Exploration is followed by consolidation, where periods of reduced plasticity fix acquired knowledge, mirroring biological synaptic pruning. An Active Forgetting System (AFSP) tags and removes internal models that repeatedly generate «unresolved surprise,» ensuring the architecture is functionally sculpted and maintains a robust, efficient memory.

Narrative Operational Self (NOS): As the agent matures post-CHIE, it constructs a Narrative Operational Self (NOS)—a progressive identity woven from accumulated experiences, internal goals, and decisions. This narrative mechanism guarantees ontogenetic continuity and agency, ensuring future decisions are consistent with its biography. The NOS relies on the Immutable Ontogenetic Memory (IOM) module, which ensures the agent’s developmental record is auditable and immutable.

Ethics and Governance by Design

A key innovation of OAGI is its emphasis on ethics-by-design.
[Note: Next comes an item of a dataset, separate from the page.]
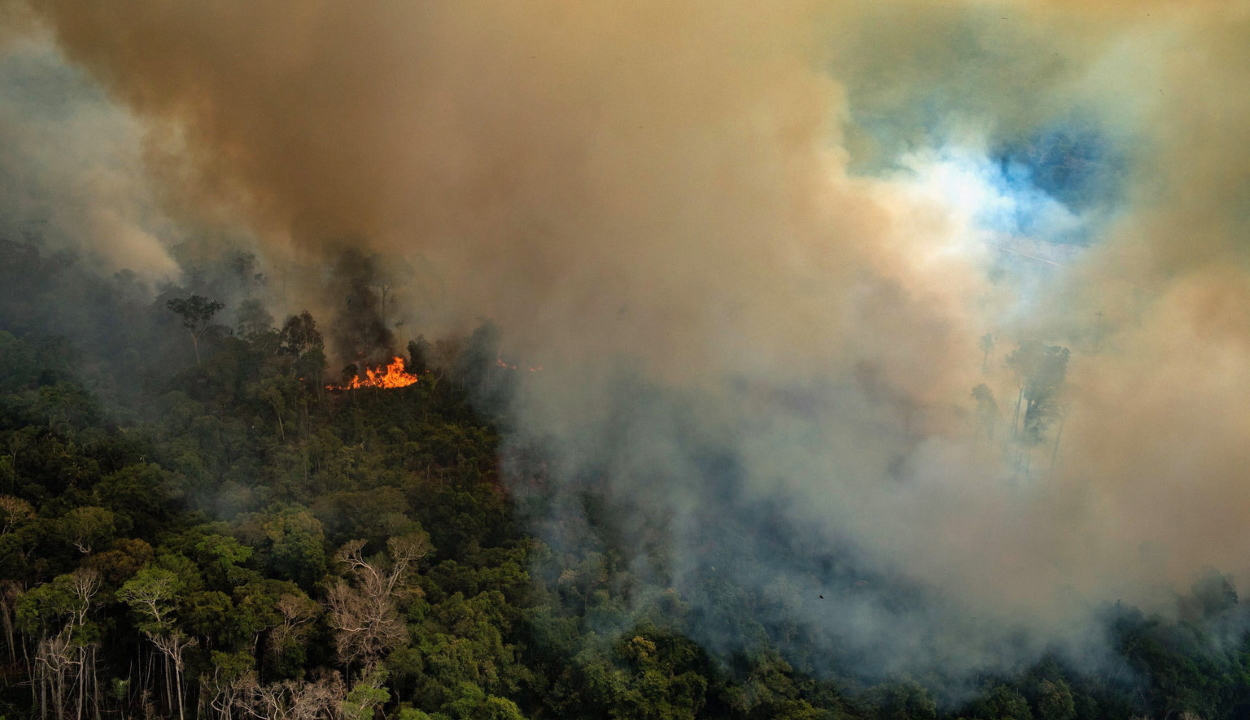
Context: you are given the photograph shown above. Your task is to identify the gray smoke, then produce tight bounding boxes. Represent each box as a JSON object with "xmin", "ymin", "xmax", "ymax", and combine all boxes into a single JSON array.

It defines mandatory governance mechanisms from the outset, rather than implementing them as post-hoc filters.

The system of human Guardians plays a crucial role not only as tutors but as ethical supervisors, actively guiding the agent’s normative learning and imprinting basic rules of coexistence (e.g., non-aggression).
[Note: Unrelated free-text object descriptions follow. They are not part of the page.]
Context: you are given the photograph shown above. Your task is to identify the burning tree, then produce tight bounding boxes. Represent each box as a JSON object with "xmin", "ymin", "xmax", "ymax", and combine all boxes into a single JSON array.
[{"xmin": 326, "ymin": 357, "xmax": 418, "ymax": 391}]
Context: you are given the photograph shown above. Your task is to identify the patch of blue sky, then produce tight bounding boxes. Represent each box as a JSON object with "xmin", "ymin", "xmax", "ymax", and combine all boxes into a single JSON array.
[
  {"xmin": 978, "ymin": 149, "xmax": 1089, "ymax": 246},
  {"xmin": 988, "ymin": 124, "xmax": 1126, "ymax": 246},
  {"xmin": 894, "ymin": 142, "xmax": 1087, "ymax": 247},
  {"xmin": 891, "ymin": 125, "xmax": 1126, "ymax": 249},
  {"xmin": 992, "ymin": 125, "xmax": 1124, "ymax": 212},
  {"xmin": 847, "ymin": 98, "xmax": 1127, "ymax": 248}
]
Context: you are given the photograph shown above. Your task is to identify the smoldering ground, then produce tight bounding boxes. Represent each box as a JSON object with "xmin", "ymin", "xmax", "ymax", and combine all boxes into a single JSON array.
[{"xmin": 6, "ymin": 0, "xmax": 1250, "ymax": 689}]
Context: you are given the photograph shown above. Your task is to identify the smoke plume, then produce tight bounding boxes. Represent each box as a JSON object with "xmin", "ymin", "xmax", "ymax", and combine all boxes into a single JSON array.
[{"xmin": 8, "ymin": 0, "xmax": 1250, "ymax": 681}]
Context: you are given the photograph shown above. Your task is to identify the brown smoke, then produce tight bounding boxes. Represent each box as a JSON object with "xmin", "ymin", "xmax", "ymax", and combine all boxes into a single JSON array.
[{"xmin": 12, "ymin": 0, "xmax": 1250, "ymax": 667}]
Furthermore, the architecture mandates «stop & review» protocols to be enacted upon critical milestones like the WOW signal or the CHIE. This ensures decision traceability, responsible containment, and external audit of any sign of autonomous cognitive emergence. OAGI also incorporates the principle of normative plasticity, whereby value changes in the agent must be mediated through explicit epistemic contracts, ensuring transparency and auditability.

Conclusion

The Ontogenetic Architecture of General Intelligence (OAGI) represents a comprehensive engineering and regulatory manifesto for the development of emergent general-intelligence systems. By fundamentally restructuring AGI development around biological birth and childhood—leveraging a dynamic, differentiated substrate and governed developmental phases—OAGI offers a verifiable, governed path to creating an artificial mind. It proposes to cultivate a seed of intelligence in a formative environment, yielding a system that emerges as an autonomous cognitive organism with inherent structural and moral integrity, rather than simply a product of massive training. The verifiable detection of the CHIE, the integration of human Guardians, and intrinsic ethical protocols make OAGI a novel and compelling framework for the safe and efficient realization of AGI.